Self Dividing Numbers

• Why not just check if the digit is 0. return false. and in condition put number>0 as usual. No need to convert.

• Solution in golang very straightforward

func selfDivide(left, right int) []int {
if left > right {
return nil
}
result := make([]int, 0)
for i := left; i <= right; i++ {
digits := extractDigits(i)
count := 0
for _, d := range digits {
if d != 0 && i%d == 0 {
count++
}
}
if count == len(digits) {
result = append(result, i)
}
}
return result
}

// extracts digits in reverse order as the order does not matter
func extractDigits(n int) []int {
digits := make([]int, 0)
for n != 0 {
r := n % 10
digits = append(digits, r)
n = n / 10
}
return digits
}

• My attempt in 1-liner:

``````class Solution(object):
def selfDividingNumbers(self, left, right):
return [x for x in range(left,right+1) if not ('0' in set(str(x)) or any (x%(ord(ch)-48) for ch in set(str(x))))]
``````

• I think there is a misconception with the approach of using mod/division to examine digits.

You state:
"One approach that seems promising is to continually divide the number by 10 and peek at the last digit. The problem with that approach is that it is unclear how to differentiate that 10 has the digits '1' and '0' and isn't self-dividing, while 1 has the digits '1' and is self-dividing, as the stopping condition would be number > 0."

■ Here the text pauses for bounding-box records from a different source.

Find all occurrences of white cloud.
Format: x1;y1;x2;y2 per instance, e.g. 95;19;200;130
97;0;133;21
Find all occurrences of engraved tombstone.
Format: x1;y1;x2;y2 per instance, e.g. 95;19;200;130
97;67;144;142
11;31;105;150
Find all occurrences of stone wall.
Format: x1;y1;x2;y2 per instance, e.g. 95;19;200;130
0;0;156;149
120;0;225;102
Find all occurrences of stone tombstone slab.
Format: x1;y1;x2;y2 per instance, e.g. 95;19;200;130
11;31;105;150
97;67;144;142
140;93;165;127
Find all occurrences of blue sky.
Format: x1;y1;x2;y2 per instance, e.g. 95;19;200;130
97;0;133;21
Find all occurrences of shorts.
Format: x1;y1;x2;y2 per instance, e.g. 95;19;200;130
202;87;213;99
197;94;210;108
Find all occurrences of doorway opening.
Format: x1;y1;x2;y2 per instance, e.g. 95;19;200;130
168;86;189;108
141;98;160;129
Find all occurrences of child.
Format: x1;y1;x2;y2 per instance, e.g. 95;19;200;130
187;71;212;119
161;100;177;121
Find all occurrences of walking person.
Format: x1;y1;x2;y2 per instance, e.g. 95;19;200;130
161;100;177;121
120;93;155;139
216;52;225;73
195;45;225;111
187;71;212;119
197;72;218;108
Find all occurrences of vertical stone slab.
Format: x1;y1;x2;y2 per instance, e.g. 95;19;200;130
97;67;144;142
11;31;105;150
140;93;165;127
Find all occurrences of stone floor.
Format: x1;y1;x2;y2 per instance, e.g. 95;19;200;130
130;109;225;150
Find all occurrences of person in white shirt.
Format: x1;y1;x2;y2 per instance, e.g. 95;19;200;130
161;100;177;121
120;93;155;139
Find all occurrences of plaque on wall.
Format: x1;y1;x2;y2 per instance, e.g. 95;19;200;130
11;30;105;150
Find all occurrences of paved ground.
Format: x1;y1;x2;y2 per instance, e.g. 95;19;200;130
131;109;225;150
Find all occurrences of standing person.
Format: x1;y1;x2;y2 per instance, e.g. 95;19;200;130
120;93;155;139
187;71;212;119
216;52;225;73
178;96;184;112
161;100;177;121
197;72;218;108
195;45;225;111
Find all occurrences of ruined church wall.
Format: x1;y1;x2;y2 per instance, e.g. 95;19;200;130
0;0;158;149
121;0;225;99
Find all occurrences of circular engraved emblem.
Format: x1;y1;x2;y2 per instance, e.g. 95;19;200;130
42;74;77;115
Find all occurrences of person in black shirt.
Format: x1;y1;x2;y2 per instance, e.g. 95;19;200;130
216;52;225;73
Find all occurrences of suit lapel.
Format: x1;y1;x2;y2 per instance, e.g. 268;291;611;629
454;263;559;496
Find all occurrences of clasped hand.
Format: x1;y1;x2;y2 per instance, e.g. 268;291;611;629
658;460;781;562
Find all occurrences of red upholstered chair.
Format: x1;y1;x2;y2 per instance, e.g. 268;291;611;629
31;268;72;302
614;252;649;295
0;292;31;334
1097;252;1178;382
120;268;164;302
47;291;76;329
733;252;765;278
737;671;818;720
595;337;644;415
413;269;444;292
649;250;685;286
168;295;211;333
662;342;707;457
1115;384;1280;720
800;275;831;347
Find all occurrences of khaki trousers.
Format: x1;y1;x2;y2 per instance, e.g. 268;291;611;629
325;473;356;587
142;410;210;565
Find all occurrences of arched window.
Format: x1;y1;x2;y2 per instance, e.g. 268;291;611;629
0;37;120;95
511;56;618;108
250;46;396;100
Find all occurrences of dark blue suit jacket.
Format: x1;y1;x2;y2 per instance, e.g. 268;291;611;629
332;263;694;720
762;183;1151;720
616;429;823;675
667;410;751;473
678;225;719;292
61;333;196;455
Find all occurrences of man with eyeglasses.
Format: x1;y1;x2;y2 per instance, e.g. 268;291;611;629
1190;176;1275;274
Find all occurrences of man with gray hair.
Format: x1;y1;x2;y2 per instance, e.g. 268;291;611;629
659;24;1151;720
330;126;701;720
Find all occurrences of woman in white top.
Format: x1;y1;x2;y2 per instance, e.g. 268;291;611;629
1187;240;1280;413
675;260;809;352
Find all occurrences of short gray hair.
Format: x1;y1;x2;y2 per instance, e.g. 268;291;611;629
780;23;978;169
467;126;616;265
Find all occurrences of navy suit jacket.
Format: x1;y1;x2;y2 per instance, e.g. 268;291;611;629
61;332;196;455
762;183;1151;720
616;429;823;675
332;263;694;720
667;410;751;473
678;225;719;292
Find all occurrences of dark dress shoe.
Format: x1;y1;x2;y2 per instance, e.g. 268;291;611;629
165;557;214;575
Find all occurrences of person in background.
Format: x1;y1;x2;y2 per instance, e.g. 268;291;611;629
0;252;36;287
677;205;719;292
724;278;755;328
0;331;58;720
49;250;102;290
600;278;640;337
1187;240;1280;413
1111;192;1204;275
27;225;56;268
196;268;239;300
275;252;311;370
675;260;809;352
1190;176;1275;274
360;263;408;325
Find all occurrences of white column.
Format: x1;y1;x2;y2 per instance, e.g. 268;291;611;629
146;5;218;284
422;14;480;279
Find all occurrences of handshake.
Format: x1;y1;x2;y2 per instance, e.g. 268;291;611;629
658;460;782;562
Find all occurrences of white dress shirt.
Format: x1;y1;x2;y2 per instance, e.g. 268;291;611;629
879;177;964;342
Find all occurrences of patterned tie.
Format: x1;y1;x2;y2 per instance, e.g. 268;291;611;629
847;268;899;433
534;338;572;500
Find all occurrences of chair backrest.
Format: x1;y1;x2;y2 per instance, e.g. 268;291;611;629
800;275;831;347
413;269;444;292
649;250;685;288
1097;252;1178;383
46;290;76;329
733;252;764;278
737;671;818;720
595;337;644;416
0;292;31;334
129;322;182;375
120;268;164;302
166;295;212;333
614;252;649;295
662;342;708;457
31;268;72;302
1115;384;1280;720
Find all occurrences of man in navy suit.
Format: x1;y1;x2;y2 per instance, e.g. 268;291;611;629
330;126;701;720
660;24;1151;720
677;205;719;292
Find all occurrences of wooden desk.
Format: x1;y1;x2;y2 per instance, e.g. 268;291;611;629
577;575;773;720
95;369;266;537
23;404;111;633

However, you can still examine digits of '10' and '1' just fine:

do this:

int tmp = currentNumber;
while (tmp > 0) {
int digit = tmp % 10;
if (digit == 0 || currentNumber % digit != 0) {
// this number is not self dividing
break;
}
tmp = tmp / 10;
}

This implementation will work

• @wierzba @jassiuf93 Thanks for the comments, the article has been corrected.

• Hi,

The part

ans = []
for n in range(left, right + 1):
if self_dividing(n):
ans.append(n)

of the code can be written simply as

ans = [n for n in range(left, right + 1) if self_dividing(n)].

It probably does not make the algorithm faster but just looks a bit more elegant.

• @TheStrayCat Thanks, that is why I had placed a comment there to that effect. However, the article is aimed at people that would have difficulty solving this problem so I also tried to balance that concern.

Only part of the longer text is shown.